ROMA – Sullo sbarco dei 47 migranti (di cui 15 minori non accompagnati) a bordo della Sea Watch, la nave umanitaria della ong tedesca, battente bandiera olandese, che il 31 gennaio scorso fu autorizzata ad attraccare a Catania, dopo essere stata in balia delle onde per dodici giorni in attesa di un porto sicuro, di cui sei in rada a Siracusa, è ravvisabile il reato di sequestro di persona. Ne è convinta la procura di Roma la cui inchiesta, aperta contro ignoti, è stata trasmessa ai colleghi di Siracusa per competenza territoriale.

 Il pm Sergio Colaiocco aveva aperto un procedimento il primo febbraio scorso a seguito di un esposto in cui si chiedeva di indagare per omissione in atti d’ufficio.
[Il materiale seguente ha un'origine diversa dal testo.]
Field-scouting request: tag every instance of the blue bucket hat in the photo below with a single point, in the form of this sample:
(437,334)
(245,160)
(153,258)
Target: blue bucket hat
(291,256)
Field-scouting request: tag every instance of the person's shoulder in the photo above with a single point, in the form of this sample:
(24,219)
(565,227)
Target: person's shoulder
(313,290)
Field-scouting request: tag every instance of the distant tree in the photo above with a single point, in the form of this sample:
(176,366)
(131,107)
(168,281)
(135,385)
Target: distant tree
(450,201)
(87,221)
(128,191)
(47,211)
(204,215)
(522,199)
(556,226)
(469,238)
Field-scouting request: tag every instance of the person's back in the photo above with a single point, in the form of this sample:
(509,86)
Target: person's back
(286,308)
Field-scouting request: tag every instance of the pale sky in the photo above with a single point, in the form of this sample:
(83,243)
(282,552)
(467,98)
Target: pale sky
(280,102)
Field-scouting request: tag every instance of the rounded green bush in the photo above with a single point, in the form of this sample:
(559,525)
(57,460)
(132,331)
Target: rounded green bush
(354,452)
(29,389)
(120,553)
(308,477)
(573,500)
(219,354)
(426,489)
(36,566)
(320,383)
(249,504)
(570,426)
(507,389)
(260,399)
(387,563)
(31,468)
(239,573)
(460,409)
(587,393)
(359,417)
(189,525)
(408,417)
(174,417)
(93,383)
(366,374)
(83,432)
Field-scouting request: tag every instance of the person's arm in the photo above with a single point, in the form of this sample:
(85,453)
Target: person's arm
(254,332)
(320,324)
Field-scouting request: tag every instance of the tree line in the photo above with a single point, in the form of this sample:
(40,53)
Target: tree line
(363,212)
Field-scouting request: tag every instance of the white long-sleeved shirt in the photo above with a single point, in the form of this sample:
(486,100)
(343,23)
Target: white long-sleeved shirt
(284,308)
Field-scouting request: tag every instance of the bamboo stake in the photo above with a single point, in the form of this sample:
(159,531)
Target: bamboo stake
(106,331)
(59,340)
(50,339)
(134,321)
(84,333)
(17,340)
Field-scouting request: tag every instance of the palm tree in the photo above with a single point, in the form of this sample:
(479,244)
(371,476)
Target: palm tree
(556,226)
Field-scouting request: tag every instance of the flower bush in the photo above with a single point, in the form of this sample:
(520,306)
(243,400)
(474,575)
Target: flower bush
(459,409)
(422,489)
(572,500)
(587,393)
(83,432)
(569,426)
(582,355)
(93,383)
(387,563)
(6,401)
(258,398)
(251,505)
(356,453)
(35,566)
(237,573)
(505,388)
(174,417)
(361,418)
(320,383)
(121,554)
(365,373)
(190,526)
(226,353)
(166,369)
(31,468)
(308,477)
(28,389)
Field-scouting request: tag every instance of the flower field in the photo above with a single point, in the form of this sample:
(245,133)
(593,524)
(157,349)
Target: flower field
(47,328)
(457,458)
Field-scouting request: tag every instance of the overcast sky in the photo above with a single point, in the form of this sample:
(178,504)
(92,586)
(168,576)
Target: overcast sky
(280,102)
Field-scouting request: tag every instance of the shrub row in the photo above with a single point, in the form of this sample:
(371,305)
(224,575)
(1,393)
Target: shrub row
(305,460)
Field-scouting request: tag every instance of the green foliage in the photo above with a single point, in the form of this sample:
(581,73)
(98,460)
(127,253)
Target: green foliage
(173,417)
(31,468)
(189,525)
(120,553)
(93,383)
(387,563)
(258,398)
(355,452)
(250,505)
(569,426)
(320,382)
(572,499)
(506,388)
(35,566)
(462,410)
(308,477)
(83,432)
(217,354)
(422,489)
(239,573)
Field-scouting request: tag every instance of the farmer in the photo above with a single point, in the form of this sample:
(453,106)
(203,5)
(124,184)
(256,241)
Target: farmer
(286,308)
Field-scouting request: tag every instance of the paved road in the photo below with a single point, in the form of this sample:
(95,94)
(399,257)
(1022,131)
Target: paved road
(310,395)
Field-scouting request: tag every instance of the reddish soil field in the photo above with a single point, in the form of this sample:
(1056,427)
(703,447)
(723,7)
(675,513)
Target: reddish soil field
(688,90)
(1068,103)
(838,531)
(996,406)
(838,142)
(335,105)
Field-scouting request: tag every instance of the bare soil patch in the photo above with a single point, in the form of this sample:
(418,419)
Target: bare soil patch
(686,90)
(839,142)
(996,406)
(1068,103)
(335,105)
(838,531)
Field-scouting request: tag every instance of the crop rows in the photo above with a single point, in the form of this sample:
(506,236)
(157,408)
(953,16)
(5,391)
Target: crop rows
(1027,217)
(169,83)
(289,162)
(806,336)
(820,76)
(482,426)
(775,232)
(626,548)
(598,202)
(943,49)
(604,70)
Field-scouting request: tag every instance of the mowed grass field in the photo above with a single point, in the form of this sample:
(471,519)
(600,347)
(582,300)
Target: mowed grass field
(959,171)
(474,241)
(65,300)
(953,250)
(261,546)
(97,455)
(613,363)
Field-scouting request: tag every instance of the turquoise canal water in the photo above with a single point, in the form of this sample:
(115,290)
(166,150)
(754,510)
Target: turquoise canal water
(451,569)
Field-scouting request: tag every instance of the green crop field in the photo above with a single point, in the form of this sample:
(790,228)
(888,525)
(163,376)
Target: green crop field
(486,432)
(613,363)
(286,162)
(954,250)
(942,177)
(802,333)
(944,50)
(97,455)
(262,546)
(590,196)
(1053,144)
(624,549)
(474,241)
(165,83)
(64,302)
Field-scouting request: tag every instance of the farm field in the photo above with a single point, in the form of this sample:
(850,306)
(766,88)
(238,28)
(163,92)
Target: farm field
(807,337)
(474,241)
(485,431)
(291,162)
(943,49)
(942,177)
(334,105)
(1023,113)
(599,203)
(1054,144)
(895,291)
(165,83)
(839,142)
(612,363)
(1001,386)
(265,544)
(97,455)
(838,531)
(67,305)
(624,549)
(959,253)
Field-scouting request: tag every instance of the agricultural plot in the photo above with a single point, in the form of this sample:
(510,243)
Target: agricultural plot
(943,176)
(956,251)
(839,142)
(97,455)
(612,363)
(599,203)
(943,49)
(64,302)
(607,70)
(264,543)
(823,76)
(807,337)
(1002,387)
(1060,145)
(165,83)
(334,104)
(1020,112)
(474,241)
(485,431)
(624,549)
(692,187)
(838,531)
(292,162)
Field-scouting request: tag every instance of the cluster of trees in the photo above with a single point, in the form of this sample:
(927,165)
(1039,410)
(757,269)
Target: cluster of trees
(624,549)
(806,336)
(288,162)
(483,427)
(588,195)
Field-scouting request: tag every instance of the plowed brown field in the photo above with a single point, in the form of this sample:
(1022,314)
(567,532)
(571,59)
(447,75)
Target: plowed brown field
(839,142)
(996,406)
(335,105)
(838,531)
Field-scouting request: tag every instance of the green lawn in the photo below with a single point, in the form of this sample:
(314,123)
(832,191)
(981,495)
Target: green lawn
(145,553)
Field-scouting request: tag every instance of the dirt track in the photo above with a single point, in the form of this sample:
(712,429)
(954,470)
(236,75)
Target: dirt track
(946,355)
La procura della capitale, che aveva affidato alla Guardia Costiera i primi accertamenti, ha ritenuto che nei confronti dei profughi della Sea Watch ci sia stata una limitazione della libertà personale al pari di quella subita dai migranti che erano a bordo della nave Diciotti. Da qui la contestazione del sequestro di persona e la trasmissione del fascicolo alla procura di Siracusa (città dove si sarebbe consumato il reato più grave) che dovrà valutare se ci siano o no eventuali profili di competenza del tribunale dei ministri di Catania.